Thankfully, we aren't planning on leaving for a week-long motorcycle adventure until, oh, tomorrow morning. And so, today is our lone day for recovery, a rare morning whose wee hours will not be filled with work and writing, but rather a long laze in bed, safely under the covers, freely drifting between the murky borders of lucid dreams and consciousness.
While we did get our lazy morning, what we originally envisioned as a much needed day of rest and relaxation has instead, and quite necessarily, become one of preparation. After breakfast, we all head back to our guest-house to sort through our gear. Thankfully, we did not send our Ortlieb Rack Packs home when we flew to Southeast Asia from Mongolia!
While Natasha and Tara head back into town for supplies, Pete and I sift through our collected possessions, divvying up what what we want to bring and what we don't (and later, what we want to bring, and what we can fit).
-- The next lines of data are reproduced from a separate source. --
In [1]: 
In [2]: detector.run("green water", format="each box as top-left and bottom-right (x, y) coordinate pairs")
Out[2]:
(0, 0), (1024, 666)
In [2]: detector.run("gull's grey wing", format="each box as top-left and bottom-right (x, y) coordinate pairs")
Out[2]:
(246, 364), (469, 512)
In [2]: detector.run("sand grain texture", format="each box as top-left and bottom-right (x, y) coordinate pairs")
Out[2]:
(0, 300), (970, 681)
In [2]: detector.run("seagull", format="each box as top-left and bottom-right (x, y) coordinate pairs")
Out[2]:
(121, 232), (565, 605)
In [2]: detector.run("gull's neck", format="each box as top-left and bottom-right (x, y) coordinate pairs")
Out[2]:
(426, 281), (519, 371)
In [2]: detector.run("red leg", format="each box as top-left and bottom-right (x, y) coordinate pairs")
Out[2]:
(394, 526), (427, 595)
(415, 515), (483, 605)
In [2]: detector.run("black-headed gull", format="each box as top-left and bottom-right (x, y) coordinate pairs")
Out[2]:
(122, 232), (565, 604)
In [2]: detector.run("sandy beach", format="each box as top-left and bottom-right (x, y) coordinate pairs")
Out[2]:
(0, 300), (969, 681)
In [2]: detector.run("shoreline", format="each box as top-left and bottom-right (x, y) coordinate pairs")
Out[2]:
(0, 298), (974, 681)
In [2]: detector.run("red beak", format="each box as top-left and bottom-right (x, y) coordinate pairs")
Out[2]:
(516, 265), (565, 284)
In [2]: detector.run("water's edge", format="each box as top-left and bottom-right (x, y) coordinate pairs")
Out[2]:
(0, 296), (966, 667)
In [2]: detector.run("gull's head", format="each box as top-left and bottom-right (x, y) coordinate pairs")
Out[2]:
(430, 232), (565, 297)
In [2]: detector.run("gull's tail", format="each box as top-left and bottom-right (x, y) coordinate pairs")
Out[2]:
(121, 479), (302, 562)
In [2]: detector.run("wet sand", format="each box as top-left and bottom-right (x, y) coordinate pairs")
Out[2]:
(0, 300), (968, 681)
I've loaned our second rack pack to Pete, since it is totally waterproof and perfectly suited for the job.
I really enjoy the packing process. For some reason, sorting our kit into neat little piles is deeply cathartic to me. Maybe it is because I can see everything I own in the space of an hour, knowing that I have everything I need to live (except our tent!). Whatever the case, this life is certainly a far cry from the one I used to live!
With Pete's help, we've rented a Kawasaki Sherpa from Remote Asia for $30/day. He and Natasha will be riding throughout Laos for the next month, and we're going to join them for the first week of the trip. Because it is not currently legal for foreigners to rent motorcycles here in Luang Prabang, our bikes will be shipped to us from Vientiane, which is about 400 kilometers south of here.
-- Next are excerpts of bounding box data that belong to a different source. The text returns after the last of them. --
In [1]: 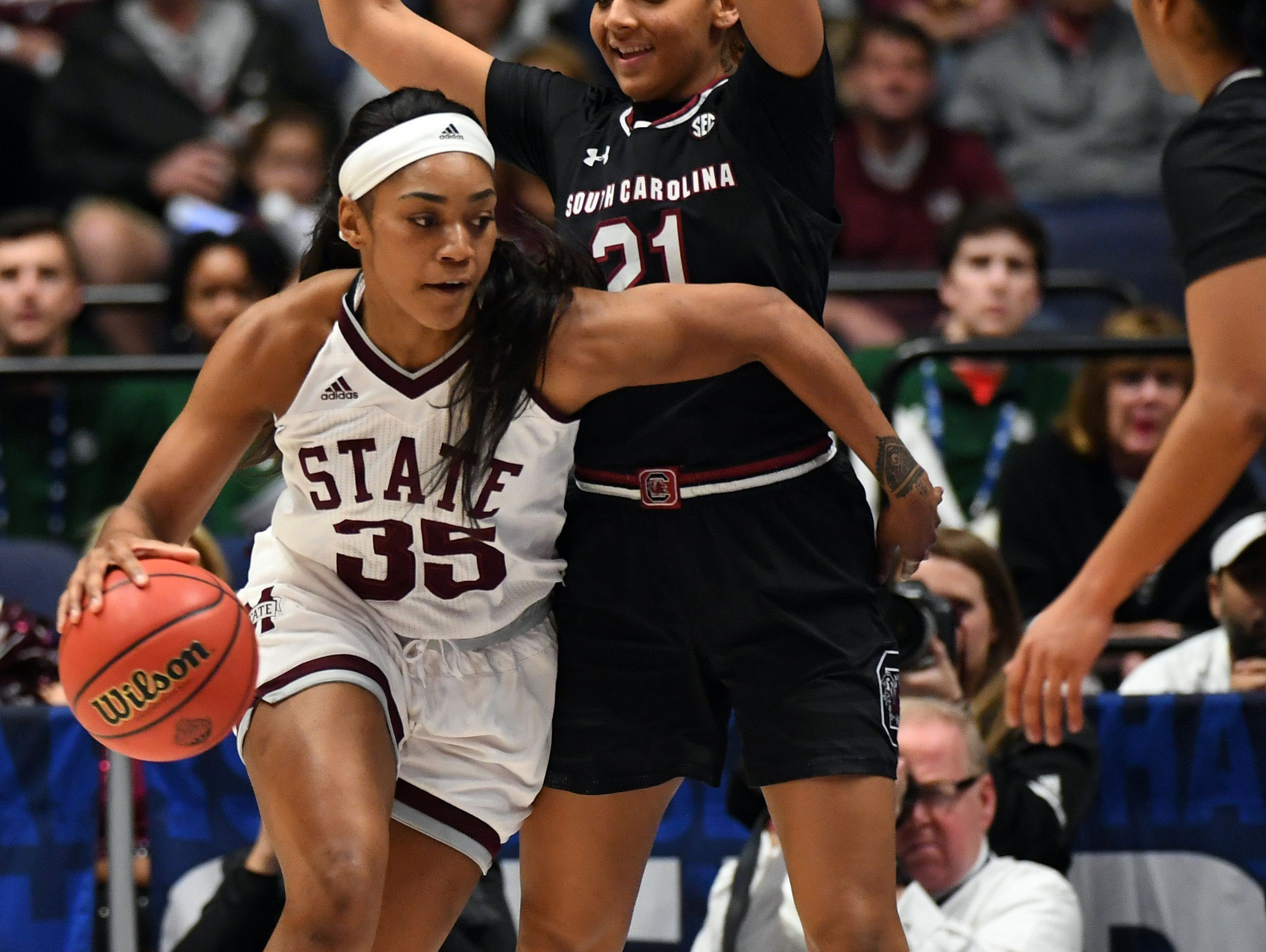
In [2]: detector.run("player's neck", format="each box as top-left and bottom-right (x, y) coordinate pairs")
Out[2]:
(1179, 51), (1252, 103)
(361, 286), (466, 374)
(659, 60), (727, 103)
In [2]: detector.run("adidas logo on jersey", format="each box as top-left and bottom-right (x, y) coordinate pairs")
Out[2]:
(321, 377), (360, 400)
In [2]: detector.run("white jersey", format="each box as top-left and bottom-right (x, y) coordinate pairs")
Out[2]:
(249, 282), (578, 641)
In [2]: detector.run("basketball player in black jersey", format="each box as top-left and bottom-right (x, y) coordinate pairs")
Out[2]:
(322, 0), (931, 952)
(1007, 0), (1266, 744)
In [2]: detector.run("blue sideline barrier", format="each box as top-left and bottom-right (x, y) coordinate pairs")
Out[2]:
(0, 708), (100, 952)
(0, 695), (1266, 952)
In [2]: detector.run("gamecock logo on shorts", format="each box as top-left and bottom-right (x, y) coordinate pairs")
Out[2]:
(875, 651), (901, 747)
(637, 466), (681, 509)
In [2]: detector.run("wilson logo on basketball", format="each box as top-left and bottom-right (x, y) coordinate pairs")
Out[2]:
(93, 642), (211, 727)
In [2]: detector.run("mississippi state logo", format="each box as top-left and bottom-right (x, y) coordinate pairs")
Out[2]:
(249, 585), (281, 634)
(637, 466), (681, 509)
(875, 651), (901, 747)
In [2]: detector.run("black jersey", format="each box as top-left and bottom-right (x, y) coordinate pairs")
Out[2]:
(1161, 71), (1266, 283)
(485, 48), (839, 473)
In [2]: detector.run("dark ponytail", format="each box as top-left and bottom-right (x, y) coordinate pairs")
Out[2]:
(289, 87), (604, 514)
(1197, 0), (1266, 67)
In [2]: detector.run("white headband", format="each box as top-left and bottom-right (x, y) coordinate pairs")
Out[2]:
(338, 113), (496, 201)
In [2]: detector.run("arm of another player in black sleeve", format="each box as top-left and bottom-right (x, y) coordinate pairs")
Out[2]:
(1161, 117), (1266, 285)
(484, 60), (595, 192)
(722, 46), (835, 215)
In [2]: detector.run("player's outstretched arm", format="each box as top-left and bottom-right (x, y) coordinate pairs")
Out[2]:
(540, 283), (940, 576)
(57, 272), (351, 628)
(1007, 258), (1266, 744)
(734, 0), (823, 77)
(321, 0), (492, 123)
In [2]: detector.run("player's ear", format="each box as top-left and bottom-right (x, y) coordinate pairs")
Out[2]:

We've decided on doing a loop of Northern Laos, covering some mountainous areas which Tara and I definitely wouldn't have the time (or, at this stage of our trip, the inclination) to do via bicycle. It has been years and years since I've done any off-road riding; I'm really exited!
We've heard that Laos is much more expensive than it used to be, and while this is certainly the case, we don't mind at all. On the contrary, we want to support the Lao economy because we're treated fairly and respectfully here. Every time I imagine someone moaning about the rising costs of tourism in Lao, I come back to Natasha's apt estimation of the "problem":
The country isn't here to be cheap for you!
So far, everyone we've met here has been overwhelmingly kind and friendly. Everyone! Even the touts, who are gracious enough to take "no thank you" as an answer without further harassment. At dinner tonight, we were undercharged for our meal by quite a lot, and despite our protestations, the people working couldn't seem to be bothered to amend the bill. We just left a big tip and declared this place a welcome change from Vietnam.
Tomorrow morning, we hit the road on motorcycles! WahooO!